Het bedreigingslandschap verandert sneller dan de meeste organisaties kunnen volgen.Jaarlijks worden duizenden nieuwe kwetsbaarheden onthuld.AI creëert nieuwe aanvalscategorieën.Cloud, IoT en gedistribueerd werk hebben het aanvalsoppervlak uitgebreid tot buiten de grenzen die oudere beveiligingsmodellen moesten beschermen.
Waar organisaties beginnen
Voor de meeste inbreuken zijn geen geavanceerde technieken nodig.Aanvallers maken misbruik van gaten in de basiscontroles die organisaties nog niet hebben gedicht.

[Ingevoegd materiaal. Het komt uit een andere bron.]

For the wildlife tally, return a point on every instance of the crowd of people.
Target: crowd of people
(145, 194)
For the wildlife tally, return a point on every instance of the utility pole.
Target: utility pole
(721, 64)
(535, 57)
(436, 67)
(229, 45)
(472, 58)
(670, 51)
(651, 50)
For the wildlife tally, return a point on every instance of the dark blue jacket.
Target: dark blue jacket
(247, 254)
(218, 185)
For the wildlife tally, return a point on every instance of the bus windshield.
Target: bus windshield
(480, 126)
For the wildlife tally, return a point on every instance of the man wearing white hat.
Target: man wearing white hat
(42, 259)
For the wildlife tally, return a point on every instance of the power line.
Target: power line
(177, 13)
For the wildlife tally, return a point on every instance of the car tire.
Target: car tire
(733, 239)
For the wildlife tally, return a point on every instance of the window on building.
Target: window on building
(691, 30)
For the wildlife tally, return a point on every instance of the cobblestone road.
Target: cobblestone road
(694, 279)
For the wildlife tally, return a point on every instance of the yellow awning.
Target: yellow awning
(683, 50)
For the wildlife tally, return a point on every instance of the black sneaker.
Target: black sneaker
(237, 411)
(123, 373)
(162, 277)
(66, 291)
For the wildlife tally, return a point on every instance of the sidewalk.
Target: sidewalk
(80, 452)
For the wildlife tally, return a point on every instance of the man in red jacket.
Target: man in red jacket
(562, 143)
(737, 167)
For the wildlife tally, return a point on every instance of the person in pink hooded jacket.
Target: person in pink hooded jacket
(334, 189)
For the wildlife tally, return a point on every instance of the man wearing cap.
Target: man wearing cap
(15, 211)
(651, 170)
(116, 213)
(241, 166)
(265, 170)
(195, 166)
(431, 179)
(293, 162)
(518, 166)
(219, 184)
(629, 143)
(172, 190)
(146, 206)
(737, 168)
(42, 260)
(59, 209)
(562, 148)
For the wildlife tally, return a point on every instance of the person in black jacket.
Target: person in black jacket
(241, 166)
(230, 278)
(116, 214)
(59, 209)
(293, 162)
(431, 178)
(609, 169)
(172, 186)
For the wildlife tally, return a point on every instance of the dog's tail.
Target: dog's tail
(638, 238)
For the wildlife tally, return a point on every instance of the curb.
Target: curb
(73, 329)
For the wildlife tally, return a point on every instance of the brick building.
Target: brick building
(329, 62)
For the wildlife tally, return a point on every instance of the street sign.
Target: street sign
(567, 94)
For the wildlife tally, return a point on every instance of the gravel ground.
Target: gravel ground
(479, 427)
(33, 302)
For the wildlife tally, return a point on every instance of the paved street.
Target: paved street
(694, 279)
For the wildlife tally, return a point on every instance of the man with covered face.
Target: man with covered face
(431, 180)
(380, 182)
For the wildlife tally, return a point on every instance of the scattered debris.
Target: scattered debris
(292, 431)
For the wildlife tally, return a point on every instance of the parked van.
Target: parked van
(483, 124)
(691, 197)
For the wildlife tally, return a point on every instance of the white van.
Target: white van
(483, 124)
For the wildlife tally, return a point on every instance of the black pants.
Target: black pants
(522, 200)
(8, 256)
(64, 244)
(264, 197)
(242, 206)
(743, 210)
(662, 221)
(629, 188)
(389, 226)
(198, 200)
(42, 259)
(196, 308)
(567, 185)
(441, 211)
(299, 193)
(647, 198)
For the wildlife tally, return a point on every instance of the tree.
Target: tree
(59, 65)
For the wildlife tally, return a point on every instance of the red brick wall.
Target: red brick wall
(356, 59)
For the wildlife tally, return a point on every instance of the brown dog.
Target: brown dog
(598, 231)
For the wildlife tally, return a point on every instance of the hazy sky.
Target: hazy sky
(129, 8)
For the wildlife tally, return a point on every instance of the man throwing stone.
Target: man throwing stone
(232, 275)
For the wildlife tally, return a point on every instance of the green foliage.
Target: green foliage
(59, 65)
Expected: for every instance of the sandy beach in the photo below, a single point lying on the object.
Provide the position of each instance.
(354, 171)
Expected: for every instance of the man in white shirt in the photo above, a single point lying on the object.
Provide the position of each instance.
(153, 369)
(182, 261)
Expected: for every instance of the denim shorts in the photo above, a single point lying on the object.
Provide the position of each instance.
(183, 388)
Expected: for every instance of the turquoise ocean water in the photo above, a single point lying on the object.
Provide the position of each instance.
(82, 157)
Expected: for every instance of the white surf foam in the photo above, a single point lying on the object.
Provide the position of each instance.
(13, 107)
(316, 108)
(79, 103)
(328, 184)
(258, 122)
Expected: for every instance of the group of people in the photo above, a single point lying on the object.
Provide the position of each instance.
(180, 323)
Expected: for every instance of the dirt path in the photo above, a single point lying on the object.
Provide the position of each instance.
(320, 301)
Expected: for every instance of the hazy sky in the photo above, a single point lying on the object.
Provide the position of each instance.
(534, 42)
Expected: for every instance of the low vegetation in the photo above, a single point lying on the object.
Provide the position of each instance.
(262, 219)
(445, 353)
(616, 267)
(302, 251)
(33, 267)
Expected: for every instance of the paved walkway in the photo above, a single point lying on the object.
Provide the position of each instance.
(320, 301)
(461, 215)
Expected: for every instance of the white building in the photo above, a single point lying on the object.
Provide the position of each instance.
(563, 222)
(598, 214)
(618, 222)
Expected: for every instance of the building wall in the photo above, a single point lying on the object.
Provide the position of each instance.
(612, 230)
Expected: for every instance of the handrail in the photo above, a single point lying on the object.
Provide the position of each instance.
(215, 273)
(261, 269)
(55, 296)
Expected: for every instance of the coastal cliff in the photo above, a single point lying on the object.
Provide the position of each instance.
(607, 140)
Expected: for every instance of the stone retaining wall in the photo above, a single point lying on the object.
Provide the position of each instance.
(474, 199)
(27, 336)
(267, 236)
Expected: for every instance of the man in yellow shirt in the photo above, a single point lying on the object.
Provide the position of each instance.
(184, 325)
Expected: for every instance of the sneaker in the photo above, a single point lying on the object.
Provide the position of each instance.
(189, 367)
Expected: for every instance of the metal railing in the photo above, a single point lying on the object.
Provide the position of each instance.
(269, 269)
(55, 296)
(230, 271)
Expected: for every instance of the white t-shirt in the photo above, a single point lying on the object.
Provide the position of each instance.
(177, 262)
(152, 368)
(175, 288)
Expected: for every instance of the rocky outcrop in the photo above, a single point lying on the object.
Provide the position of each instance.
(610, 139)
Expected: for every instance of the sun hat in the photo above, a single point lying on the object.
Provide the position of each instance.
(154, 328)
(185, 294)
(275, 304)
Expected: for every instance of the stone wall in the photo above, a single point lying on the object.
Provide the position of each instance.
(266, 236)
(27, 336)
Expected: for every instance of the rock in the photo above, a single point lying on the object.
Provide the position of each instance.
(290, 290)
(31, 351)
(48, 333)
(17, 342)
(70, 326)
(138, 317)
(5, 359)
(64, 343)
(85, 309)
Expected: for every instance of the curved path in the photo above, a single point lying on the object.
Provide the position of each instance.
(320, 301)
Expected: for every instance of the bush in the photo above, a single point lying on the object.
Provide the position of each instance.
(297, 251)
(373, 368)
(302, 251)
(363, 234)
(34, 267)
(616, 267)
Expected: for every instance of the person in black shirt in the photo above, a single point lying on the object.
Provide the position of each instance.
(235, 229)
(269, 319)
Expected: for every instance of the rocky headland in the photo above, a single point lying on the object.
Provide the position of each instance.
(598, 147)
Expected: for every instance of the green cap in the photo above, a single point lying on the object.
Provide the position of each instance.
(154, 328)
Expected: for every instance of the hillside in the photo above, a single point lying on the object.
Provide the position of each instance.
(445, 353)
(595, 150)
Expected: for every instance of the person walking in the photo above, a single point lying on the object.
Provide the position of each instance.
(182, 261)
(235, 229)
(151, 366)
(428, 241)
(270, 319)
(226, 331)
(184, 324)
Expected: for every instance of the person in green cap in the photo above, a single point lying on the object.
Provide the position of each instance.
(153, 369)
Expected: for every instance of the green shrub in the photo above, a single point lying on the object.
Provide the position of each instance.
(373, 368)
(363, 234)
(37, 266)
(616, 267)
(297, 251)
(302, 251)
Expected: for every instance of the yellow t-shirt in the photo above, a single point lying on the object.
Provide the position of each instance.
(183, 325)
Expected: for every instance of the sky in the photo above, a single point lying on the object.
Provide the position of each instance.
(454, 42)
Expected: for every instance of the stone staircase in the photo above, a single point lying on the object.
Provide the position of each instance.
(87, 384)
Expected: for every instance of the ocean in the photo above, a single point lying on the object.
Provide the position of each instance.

Zes controles die de meeste blootstelling tegen de laagste kosten afsluiten:
1
Eén gecompromitteerd wachtwoord zou niet voldoende moeten zijn om toegang tot uw systemen te verlenen.MFA blokkeert het merendeel van de geautomatiseerde credential-aanvallen en is de controle met de grootste impact en de laagste kosten die de meeste organisaties kunnen inzetten.
2
Patchbeheer
Niet-gepatchte kwetsbaarheden behoren tot de meest misbruikte toegangspunten.Een gestructureerd patchingproces met gedefinieerde tijdlijnen voor kritieke en zeer ernstige reparaties elimineert het grootste deel van deze blootstelling.Het merendeel van de succesvolle exploits maakt gebruik van kwetsbaarheden waarvoor al maanden patches beschikbaar zijn.
3
Back-ups met getest herstel
Ransomware wordt geneutraliseerd door schone, offline back-ups en een herstelproces dat daadwerkelijk is getest.Back-ups die nooit succesvol zijn hersteld, zijn niet betrouwbaar.Hersteltesten horen op de kalender, niet op het verlanglijstje.
4
Netwerksegmentatie
Een aanvaller die één systeem bereikt, mag niet automatisch toegang hebben tot alle andere.Segmentatie beperkt de zijdelingse beweging en verandert een potentiële volledige inbreuk in een ingeperkt incident.
5
Beveiligingsbewustzijnstraining
Bij de meeste aanvallen is een menselijk element betrokken.Medewerkers die phishing-pogingen kunnen herkennen, vangen op wat technische controles over het hoofd zien.Regelmatige training waarbij gebruik wordt gemaakt van realistische scenario's is effectiever dan jaarlijkse nalevingsvinkjes.
6
Beheer van aanvalsoppervlakken
Je kunt niet verdedigen wat je niet kunt zien.Het beheer van aanvalsoppervlakken omvat het voortdurend ontdekken en monitoren van internetgerichte activa, het identificeren van risico's en het prioriteren van herstel.Veel inbreuken komen binnen via vergeten activa: oude servers, schaduw-IT of verkeerd geconfigureerde cloudopslag waarvan beveiligingsteams niet wisten dat ze bestonden.
Hoe Cyvra helpt
Cyvra biedt advies op het gebied van cyberbeveiliging voor evaluatie, implementatie en beheerde services.Wij helpen organisaties te identificeren waar hun exposure zit, elkaar te ontmoeten NIS2 en AVG-verplichtingen, en controles inbouwen die evenredig zijn aan het werkelijke risico ervan.Als u op zoek bent naar een startpunt, a cyberveiligheidsbeoordeling is de snelste manier om te begrijpen wat aandacht nodig heeft en in welke volgorde.